ZEISS Retina Workflow Redefined

Safer, Faster, Better: How Advanced Fluidics on DORC EVA NEXUS Leads to Better Surgeries

Michael Klufas, MD
1 March 2026
A professional man in a suit and tie smiles confidently against a neutral background.
About the expert Michael Klufas, MD Dr. Klufas practices at Mid Atlantic Retina and Wills Eye Hospital in Philadelphia. He also serves as Associate Professor of Ophthalmology at Wills Eye Hospital.

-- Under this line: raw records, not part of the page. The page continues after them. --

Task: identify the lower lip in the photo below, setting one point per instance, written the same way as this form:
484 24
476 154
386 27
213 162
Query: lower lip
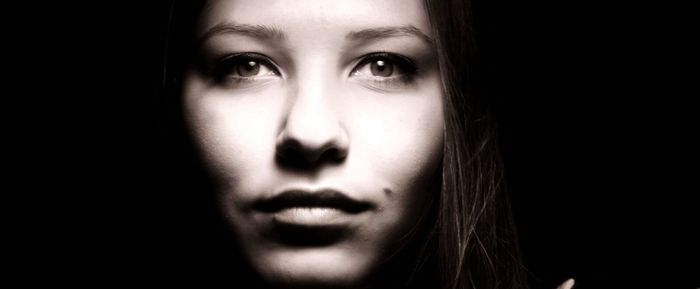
312 216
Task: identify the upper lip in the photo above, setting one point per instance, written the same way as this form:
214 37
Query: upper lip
327 198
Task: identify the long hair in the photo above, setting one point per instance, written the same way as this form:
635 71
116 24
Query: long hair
476 243
467 239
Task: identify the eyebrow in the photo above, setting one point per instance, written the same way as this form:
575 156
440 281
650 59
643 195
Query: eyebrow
274 33
256 31
387 32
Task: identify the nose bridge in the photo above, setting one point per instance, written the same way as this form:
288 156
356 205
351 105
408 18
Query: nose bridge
313 114
313 123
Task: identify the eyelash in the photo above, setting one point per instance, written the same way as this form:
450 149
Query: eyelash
224 68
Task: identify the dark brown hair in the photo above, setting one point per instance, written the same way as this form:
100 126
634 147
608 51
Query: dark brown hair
468 238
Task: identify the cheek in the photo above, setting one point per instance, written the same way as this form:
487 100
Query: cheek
234 134
399 140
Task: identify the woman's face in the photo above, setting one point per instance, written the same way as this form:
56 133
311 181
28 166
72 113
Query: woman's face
321 123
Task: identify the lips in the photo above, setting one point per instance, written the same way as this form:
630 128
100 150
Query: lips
298 199
311 218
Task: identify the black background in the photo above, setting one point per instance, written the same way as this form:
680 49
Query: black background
596 129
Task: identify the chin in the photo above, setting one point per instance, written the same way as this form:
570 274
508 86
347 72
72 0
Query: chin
325 267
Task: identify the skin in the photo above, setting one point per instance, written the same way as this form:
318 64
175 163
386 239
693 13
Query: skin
376 137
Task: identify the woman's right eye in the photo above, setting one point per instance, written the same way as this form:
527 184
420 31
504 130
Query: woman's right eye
244 67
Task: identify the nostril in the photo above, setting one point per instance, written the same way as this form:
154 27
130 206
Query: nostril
294 155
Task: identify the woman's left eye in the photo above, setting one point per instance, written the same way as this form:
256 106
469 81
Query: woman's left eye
385 66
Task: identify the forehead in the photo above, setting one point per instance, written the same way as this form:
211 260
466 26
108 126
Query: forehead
319 15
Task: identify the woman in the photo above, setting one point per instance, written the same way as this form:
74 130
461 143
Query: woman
344 141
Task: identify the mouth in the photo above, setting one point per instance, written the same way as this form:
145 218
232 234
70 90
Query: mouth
311 217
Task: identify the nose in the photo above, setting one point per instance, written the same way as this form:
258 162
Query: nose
312 133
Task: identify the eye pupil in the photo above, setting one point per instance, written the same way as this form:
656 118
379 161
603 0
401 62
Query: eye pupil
381 68
250 68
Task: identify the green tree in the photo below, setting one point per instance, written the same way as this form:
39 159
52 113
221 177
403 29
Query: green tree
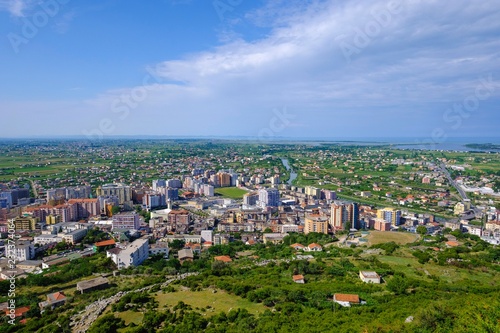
398 285
107 324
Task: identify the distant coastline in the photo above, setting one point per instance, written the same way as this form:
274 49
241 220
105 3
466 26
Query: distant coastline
483 146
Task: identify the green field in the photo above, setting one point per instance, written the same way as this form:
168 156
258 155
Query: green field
377 237
131 317
231 192
218 301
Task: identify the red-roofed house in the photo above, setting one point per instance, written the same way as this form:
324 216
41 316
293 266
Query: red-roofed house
53 300
18 312
346 299
298 246
223 258
298 278
313 247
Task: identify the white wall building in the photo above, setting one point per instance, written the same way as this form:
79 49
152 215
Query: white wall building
133 255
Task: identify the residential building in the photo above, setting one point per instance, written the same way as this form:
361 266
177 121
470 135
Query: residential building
313 247
185 255
174 183
250 199
159 248
24 251
274 238
390 215
127 220
344 215
382 225
93 284
74 236
86 208
298 278
53 301
157 183
24 223
226 259
133 255
346 299
315 223
47 239
123 192
313 192
268 197
369 277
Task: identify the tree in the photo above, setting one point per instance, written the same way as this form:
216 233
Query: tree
115 210
107 324
397 285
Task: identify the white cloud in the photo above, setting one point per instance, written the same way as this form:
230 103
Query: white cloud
422 57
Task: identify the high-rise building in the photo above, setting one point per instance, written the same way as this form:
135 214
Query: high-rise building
313 191
268 197
316 224
86 208
24 223
129 220
175 183
208 190
159 183
224 179
123 192
344 215
250 199
390 215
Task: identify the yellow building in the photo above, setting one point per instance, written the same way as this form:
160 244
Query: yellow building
316 223
53 219
25 223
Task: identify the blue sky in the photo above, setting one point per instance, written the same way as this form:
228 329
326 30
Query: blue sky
260 68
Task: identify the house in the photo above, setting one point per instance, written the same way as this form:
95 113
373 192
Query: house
274 238
298 278
93 284
55 262
196 247
313 247
133 255
226 259
369 277
159 248
298 247
53 301
185 255
346 299
17 312
29 265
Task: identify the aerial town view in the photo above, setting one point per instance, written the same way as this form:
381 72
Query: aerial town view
234 166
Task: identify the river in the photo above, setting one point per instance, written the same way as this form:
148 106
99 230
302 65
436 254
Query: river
293 174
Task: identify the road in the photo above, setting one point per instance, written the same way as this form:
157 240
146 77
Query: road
462 193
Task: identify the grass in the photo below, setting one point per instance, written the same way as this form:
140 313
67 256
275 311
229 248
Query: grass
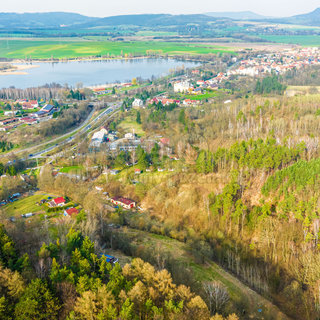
241 297
305 40
46 49
206 95
129 124
71 169
25 205
150 33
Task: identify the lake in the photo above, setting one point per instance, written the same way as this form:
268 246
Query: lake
91 73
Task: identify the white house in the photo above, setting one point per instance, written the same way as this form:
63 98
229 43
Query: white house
182 86
137 103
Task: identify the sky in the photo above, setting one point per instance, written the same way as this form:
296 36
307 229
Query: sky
104 8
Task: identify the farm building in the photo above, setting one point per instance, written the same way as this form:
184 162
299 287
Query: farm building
70 212
123 202
57 202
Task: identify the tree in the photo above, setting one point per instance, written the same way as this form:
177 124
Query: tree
138 118
37 302
217 296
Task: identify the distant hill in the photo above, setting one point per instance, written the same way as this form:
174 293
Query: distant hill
41 20
151 20
309 19
242 15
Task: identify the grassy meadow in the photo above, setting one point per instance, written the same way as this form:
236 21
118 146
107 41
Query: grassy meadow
46 49
303 40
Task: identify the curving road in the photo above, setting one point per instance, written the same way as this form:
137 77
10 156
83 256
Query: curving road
69 136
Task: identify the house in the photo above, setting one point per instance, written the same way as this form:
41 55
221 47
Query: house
10 113
57 202
49 108
130 135
29 120
137 103
182 86
5 122
32 104
40 114
123 202
98 138
70 212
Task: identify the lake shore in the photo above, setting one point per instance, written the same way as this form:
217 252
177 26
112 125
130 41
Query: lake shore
18 69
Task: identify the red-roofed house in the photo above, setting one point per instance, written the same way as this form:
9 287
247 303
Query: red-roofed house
123 202
57 202
70 212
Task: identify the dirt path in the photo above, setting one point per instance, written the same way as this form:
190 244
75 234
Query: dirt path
260 307
255 306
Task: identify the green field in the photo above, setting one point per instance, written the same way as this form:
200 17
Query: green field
129 124
203 96
71 169
308 40
47 49
25 205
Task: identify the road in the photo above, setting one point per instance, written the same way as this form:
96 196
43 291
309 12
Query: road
69 136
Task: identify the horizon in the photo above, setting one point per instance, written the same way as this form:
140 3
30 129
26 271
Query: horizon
99 10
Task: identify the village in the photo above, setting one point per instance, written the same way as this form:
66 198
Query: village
25 112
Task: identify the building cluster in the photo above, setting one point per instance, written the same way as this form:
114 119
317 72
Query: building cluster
182 103
278 63
45 113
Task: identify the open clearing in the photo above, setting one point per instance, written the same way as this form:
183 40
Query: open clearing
239 292
25 205
47 49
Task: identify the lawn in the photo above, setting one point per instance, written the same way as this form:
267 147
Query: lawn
303 40
206 95
25 205
71 169
46 49
129 124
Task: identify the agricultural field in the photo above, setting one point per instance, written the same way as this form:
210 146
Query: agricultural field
303 40
26 205
71 169
129 124
47 49
203 96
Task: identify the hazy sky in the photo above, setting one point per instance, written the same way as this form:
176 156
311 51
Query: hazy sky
103 8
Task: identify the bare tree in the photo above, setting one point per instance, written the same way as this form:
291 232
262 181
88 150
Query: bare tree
217 296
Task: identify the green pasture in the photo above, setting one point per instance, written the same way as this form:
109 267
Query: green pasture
25 205
303 40
46 49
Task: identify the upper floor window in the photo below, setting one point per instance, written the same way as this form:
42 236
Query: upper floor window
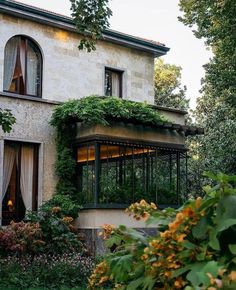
22 67
113 82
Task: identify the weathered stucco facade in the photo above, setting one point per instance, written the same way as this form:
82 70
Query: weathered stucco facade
70 73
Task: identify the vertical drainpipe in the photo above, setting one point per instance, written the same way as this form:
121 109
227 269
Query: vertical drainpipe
1 175
97 173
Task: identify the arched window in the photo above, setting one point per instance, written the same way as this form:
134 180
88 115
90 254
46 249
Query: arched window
22 67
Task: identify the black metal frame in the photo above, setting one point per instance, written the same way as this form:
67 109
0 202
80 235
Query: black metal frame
110 71
149 164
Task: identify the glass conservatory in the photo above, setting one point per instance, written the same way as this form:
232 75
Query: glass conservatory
114 171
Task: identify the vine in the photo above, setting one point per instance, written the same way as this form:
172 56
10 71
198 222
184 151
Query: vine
91 18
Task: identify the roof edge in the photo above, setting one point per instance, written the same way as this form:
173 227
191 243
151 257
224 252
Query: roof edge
57 20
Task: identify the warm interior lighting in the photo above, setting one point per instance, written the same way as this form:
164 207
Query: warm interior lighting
108 151
9 203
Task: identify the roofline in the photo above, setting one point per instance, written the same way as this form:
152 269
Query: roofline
60 21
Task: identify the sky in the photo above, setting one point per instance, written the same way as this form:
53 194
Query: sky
156 20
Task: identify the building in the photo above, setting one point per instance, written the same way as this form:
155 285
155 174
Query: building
41 66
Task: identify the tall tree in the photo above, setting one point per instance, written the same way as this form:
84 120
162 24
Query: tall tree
91 18
215 21
167 85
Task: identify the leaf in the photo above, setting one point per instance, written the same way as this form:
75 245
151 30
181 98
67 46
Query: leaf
232 249
214 242
200 230
135 284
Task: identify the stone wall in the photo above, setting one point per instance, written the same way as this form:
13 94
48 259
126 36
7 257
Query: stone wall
32 125
70 73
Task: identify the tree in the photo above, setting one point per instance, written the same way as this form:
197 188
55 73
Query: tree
167 85
6 120
91 18
215 21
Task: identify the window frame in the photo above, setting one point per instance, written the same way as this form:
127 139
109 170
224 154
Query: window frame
120 73
27 39
16 215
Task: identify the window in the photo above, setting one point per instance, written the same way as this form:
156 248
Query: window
116 174
20 180
113 82
22 67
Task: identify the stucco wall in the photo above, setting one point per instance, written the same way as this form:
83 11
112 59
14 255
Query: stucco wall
70 73
32 125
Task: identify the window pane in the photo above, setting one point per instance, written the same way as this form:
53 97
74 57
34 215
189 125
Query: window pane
22 67
33 70
113 83
86 173
10 57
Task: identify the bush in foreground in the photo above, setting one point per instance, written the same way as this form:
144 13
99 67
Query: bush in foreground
67 271
195 248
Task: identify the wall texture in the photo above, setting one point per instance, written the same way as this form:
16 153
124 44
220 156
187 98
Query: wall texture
70 73
32 125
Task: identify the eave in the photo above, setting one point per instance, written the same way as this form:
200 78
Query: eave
38 15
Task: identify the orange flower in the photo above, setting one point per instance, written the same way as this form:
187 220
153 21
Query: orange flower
232 276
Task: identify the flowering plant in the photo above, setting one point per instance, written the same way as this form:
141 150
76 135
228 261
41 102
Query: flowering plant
195 249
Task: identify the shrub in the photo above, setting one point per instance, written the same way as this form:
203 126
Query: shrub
194 249
67 271
68 207
59 234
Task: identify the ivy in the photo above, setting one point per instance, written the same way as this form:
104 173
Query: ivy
6 120
91 18
91 110
100 110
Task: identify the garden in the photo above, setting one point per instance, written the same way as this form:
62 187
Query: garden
194 247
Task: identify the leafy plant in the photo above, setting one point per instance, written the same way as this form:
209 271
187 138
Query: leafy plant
195 247
21 238
66 271
6 120
58 233
68 207
91 18
91 110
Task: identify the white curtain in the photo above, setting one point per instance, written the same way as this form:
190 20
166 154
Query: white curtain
10 62
26 178
32 71
8 162
22 58
115 85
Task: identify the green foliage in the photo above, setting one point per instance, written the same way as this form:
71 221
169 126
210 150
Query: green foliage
66 271
21 238
91 18
91 110
215 22
6 120
58 233
68 207
100 110
195 250
167 85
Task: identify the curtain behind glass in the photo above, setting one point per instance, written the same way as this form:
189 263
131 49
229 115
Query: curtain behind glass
10 55
32 70
8 162
26 178
115 85
22 58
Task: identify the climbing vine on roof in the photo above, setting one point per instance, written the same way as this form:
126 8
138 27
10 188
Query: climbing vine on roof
100 110
91 110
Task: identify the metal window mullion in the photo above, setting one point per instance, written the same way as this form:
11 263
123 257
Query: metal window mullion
97 173
178 177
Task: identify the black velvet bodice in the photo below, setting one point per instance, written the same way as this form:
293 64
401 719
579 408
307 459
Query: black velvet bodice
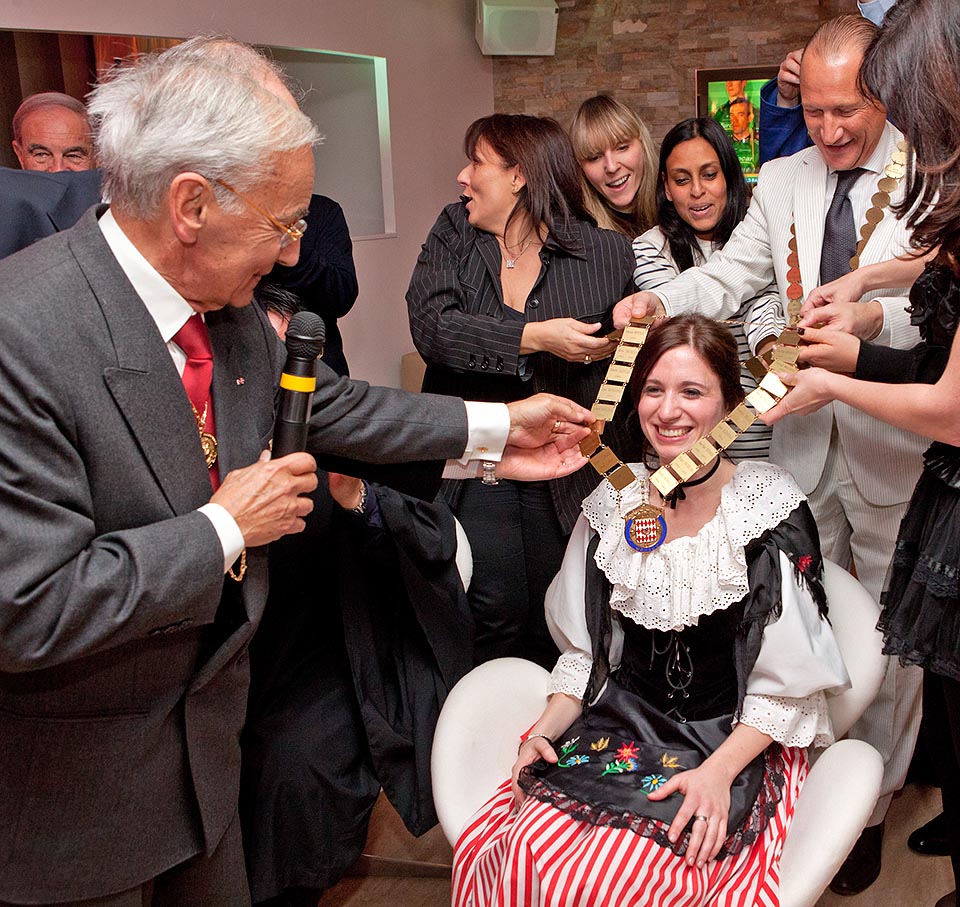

Before the introduction of the DORC EVA NEXUS surgical platform’s advanced fluidics, many retina surgeons operated at high pressure to mitigate intraoperative IOP fluctuations. Sure, the introduction of valved trocars in the past two decades proved effective at limiting egress of fluid during surgery, but pressure fluctuations during surgery persisted, and little innovation was seen vis-à-vis fluidics in retina surgery.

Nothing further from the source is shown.